I am sure you have noticed I have been MIA from blogging for a good while. In short, my husband and I are in the process of divorcing. It has been difficult. I am trying to sort through my life, piece by piece.

One of the most consistent things in my life has been my continued passion for food. I haven’t been blogging but I have still been creating and cooking my own food. I have still been connecting with fellow foodies. My passion for food remains unchanged.

I have missed connecting with the blogging community. I have missed showing my readers my culinary discoveries. I have missed being pushed to continue creating and exploring the wide world of food. But I am back now!!!

This month I want to embrace the best of the fall season. The amazing fresh produce – apples, pumpkins, greens, and root vegetables. Today’s recipe is one I have been eyeing for a long time.

These caramels are a flavor explosion in your mouth, buttery smooth with a bright apple taste and little hints of salt at the finish.


Apple Cider Caramels (from The Smitten Kitchen Cookbook)

  • 4 cups fresh apple cider
  • 1/2 tsp ground cinnamon
  • 2 tsp flaky sea salt
  • 8 tbsp unsalted butter
  • 1 cup granulated sugar
  • 1/2 cup packed light brown sugar
  • 1/2 tsp heavy cream
  • Neutral oil for the knife

Boil the apple cider in a 3 to 4 quart saucepan over high heat until it is reduced to a dark thick syrup between 1/3 and 1/2 cup in volume. This takes about 35 to 40 minutes. Stir occasionally.

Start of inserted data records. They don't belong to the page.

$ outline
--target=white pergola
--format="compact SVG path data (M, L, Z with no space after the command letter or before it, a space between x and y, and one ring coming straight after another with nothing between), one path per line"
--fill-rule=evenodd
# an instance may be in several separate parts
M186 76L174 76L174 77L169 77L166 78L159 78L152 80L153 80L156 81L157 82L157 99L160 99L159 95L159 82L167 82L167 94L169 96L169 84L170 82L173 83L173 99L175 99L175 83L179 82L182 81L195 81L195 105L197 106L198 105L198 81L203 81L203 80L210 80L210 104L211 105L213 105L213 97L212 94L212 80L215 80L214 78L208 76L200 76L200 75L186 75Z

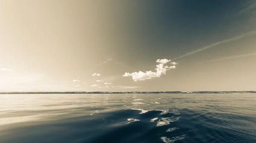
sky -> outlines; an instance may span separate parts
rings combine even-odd
[[[256,1],[0,1],[0,92],[256,90]]]

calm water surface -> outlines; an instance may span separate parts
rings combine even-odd
[[[256,143],[256,94],[0,95],[0,143]]]

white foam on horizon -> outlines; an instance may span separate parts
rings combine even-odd
[[[145,104],[145,103],[142,102],[133,102],[131,103],[133,104]]]
[[[159,103],[158,102],[151,102],[150,103],[154,104],[160,104],[160,103]]]

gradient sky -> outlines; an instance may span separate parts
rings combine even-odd
[[[3,0],[0,22],[0,92],[256,90],[254,0]]]

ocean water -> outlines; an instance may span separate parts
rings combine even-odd
[[[0,143],[256,143],[256,94],[0,95]]]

Meanwhile, line the bottom and sides of a square metal baking pan with parchment. Set aside. Stir the cinnamon and salt together in a small dish.

Remove the reduced cider from the head and stir in the butter, sugars, and heavy cream. Return the pot to medium-high heat with a candy thermometer attached to the side, and let it boil until the thermometer reads 252 degrees, only about 5 minutes. Keep a close eye on it.

Immediately remove caramel from heat, add the cinnamon-salt mixture, and give the caramel several stirs to distribute it evely. Pour the caramel into the prepared pan. Let it sit until cooled, about 2 hours. When the caramel is set, remove the caramels from the pan and use the well oiled knife to cut the caramel into 1 by 1 inch squares. Wrap each one in a 4 inch square of waxed paper, twisting the sides to close. Caramels with be soft at room temperature and firm in the fridge. Makes 64 caramels.

Thanks to Boyd’s Orchard for the fresh apple cider.